What’s the connection? What does thinadeskite have to do with all this?

“Mostly all I do here in Voortyashtan, General,” says Pandey, “is drive. But, do you know, somehow this is still my oddest assignment yet?”

Though she doesn’t say so, Mulaghesh fervently sympathizes.

***

Come 1800 hours that evening, General Turyin Mulaghesh—recipient of the Jade Sash, the Pearl of the Order of the Kaj, the Star of Kodur, and the Verdant Heart of Honor—is quite definitely very drunk, wandering the cliffs north of Voortyashtan with a half-empty bottle of wine and her stomach swilling with several foul concoctions she purchased at some sea shack in the city.

She isn’t the only one here: all along the narrow path she spies lovers, grumbling drunks, and tiny campsites crowded with silent, hollow-eyed men. She passes one old man leaning on a walking stick and staring out at the evening sky, and asks him what all these people are doing out here. He simply makes a wide gesture indicating the sea and the hills and returns to his silent watching.

Lonely places draw lonely people, she thinks as she walks farther north, the fort on her right. They echo inside us, and we cannot help but listen.

Mulaghesh keeps walking, past the tiny camps, past the couples lounging on their furs, past one man quietly sobbing in the shade of a tiny, leafless tree. She takes a deep sip of wine, tries to convince herself that it makes her feel warm, and keeps walking.

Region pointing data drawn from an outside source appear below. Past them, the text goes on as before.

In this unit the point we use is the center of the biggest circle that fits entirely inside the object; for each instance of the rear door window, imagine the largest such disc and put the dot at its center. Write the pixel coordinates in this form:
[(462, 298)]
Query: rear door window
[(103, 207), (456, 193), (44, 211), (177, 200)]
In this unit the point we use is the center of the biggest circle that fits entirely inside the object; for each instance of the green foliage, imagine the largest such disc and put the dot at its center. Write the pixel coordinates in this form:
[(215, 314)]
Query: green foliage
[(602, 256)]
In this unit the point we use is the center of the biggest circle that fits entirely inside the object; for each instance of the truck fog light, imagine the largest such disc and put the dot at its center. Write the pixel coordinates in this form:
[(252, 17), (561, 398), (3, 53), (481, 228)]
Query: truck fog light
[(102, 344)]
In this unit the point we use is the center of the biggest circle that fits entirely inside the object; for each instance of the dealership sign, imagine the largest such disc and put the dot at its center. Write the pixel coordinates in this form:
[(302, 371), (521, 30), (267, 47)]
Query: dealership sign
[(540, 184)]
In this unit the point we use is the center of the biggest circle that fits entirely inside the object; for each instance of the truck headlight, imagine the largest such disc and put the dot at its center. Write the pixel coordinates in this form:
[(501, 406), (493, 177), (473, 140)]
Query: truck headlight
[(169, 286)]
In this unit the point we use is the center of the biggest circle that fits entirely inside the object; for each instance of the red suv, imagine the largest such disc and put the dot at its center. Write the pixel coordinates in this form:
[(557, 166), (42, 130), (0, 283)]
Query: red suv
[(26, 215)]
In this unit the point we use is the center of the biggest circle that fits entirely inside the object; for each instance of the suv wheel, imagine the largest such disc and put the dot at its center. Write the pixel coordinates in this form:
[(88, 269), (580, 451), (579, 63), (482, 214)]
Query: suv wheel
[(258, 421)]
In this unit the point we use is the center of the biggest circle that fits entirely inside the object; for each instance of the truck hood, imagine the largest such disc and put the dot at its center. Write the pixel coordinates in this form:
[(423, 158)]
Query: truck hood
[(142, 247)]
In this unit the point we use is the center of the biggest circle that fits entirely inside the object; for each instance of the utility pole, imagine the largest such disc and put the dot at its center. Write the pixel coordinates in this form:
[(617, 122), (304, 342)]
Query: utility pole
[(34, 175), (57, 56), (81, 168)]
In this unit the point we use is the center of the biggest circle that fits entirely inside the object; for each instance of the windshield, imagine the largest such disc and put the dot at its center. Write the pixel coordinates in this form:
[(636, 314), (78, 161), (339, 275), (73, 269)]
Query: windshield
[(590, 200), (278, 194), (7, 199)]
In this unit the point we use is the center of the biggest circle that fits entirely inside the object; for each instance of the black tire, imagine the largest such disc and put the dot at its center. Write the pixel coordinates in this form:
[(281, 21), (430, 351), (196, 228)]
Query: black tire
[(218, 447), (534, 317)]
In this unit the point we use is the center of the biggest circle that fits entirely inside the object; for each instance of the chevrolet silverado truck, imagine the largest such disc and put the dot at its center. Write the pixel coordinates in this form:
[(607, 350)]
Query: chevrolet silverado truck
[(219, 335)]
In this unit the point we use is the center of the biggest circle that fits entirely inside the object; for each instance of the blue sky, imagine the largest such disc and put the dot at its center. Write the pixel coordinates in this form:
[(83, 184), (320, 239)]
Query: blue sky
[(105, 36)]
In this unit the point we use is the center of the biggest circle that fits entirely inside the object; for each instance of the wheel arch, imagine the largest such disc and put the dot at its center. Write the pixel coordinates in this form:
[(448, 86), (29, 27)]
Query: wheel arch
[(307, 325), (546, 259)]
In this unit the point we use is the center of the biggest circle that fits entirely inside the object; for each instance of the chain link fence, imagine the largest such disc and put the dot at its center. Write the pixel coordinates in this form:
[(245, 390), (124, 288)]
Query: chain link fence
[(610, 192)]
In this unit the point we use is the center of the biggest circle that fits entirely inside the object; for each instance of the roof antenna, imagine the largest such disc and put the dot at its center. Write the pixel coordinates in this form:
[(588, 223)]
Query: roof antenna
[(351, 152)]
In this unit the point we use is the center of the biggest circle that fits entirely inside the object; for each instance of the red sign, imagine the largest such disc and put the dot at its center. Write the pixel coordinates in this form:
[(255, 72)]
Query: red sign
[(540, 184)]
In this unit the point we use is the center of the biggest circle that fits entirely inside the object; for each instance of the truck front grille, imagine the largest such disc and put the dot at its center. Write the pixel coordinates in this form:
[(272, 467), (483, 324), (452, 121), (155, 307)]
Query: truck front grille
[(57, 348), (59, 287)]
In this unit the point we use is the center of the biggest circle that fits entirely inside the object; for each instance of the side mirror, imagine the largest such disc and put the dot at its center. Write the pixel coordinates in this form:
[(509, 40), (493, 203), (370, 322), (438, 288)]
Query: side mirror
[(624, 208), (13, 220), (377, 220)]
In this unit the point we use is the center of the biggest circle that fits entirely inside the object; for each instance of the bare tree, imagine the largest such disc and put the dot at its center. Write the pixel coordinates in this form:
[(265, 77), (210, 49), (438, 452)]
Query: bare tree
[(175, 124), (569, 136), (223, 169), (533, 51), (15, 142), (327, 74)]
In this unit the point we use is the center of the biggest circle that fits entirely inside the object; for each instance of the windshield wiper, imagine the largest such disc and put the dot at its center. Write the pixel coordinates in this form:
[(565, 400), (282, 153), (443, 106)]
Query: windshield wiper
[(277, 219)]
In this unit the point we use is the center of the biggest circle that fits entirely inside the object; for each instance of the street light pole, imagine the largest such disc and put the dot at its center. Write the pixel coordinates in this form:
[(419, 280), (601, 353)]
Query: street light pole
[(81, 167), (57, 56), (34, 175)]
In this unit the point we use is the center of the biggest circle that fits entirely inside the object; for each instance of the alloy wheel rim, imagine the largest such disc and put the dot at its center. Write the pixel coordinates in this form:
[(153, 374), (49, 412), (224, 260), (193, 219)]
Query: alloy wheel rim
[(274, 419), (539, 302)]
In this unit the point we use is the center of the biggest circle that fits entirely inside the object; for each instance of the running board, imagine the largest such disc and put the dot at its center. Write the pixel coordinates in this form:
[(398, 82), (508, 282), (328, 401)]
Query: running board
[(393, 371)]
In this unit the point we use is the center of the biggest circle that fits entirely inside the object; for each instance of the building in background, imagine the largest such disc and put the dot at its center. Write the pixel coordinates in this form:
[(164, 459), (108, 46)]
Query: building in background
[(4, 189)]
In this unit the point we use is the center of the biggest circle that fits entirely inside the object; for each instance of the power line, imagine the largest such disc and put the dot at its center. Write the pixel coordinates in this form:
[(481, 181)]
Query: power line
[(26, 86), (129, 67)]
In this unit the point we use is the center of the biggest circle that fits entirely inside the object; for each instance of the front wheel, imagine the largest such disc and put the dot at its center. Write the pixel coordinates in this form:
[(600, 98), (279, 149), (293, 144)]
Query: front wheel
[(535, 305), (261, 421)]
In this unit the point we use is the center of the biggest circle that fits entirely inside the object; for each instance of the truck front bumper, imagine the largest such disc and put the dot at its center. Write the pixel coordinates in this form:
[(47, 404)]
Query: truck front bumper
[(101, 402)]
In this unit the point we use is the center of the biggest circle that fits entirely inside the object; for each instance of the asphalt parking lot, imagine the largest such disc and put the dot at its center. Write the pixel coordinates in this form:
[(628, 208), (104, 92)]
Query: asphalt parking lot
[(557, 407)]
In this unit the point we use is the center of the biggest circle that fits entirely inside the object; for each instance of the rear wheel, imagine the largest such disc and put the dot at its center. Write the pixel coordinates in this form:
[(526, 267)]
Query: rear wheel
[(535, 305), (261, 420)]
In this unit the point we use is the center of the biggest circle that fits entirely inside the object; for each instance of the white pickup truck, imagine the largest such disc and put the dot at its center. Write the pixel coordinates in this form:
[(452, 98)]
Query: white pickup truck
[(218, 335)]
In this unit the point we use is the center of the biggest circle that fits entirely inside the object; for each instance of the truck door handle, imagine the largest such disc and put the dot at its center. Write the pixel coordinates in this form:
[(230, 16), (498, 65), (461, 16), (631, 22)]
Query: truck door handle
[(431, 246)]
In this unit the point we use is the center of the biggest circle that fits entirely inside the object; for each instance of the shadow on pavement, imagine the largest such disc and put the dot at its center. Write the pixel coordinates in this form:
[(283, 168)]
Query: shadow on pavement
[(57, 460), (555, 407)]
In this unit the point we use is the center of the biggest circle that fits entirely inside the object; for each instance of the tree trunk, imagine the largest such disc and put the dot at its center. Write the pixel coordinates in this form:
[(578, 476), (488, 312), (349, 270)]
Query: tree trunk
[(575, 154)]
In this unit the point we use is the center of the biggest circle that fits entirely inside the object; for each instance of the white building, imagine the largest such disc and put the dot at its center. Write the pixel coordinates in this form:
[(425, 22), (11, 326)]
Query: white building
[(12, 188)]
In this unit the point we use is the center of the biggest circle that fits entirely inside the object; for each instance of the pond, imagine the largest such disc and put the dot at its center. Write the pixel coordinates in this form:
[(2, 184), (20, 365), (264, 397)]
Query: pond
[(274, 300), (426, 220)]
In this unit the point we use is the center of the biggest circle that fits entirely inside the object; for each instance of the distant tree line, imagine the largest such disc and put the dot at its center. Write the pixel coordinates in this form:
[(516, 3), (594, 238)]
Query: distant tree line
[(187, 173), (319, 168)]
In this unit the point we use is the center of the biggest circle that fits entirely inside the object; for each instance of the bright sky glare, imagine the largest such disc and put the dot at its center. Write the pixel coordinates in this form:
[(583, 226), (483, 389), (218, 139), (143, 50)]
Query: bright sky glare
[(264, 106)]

Perhaps I am still plodding on in the Yellow March, she thinks. Me and Biswal, wearily holding the banner…

She takes another sip of wine. Almost gone now. She doesn’t know where it came from, but she wishes she’d brought more.

She almost speaks aloud the familiar refrain: Woresk, Moatar, Utusk, Tambovohar, Sarashtov, Shoveyn, Dzermir, and finally…

“…finally Kauzir,” she finishes. The little town just outside the gates of Bulikov.

She remembers the names of the towns still. She always will, she knows. They’re written on the inside of her skull. She’ll go to her grave still knowing them, even though the towns themselves no longer exist. For Yellow Company visited each one of them during the Summer of Black Rivers. And every home, every building, every farm, every single sign of civilization in each of these villages was put to the torch.

She stares out to sea, remembering.

***

Biswal told them over and over again it was to be a civilized, strategic procession. “We’re here to eliminate resources,” he told them. “No more. Burn the farms and the Continental front lines will grow weaker and weaker.”

But it quickly became such a hard thing, executing a civilized war. The people in these villages did not evacuate quietly, no matter how much Yellow Company ordered them to. They did not simply watch as Yellow Company burned every last remnant of their lives. Rather, they fought: men, women, and children. And Yellow Company fought back.

She remembers waiting, crouched in a wheatfield, the sights of her bolt-shot trained on a window in the second story of a farmhouse. Just below, on the ground, one of her soldiers lay bleeding, a small arrow sticking from his collarbone, one hand pawing at it, trying to pull it out. She waited, waited, and then in the window a figure appeared with a short bow.

A girl. Maybe thirteen. Mulaghesh didn’t see, because her finger was already pulling the trigger, already sending eight inches of steel hurtling at the girl, who just…

Dropped. As if she never were.

She can’t remember what happened to the wounded soldier. Died, probably. A lot of them died, at first. Until somewhere around the town of Sarashtov, when Yellow Company stopped asking the Continentals to surrender and evacuate, stopped giving them warning at all. Too many of their own soldiers had been lost to a lucky farmer with an axe or a child with a bow and arrow. Yellow Company began simply sneaking in during the night, setting the thatched roofs alight, and rounding up the livestock in the ensuing chaos.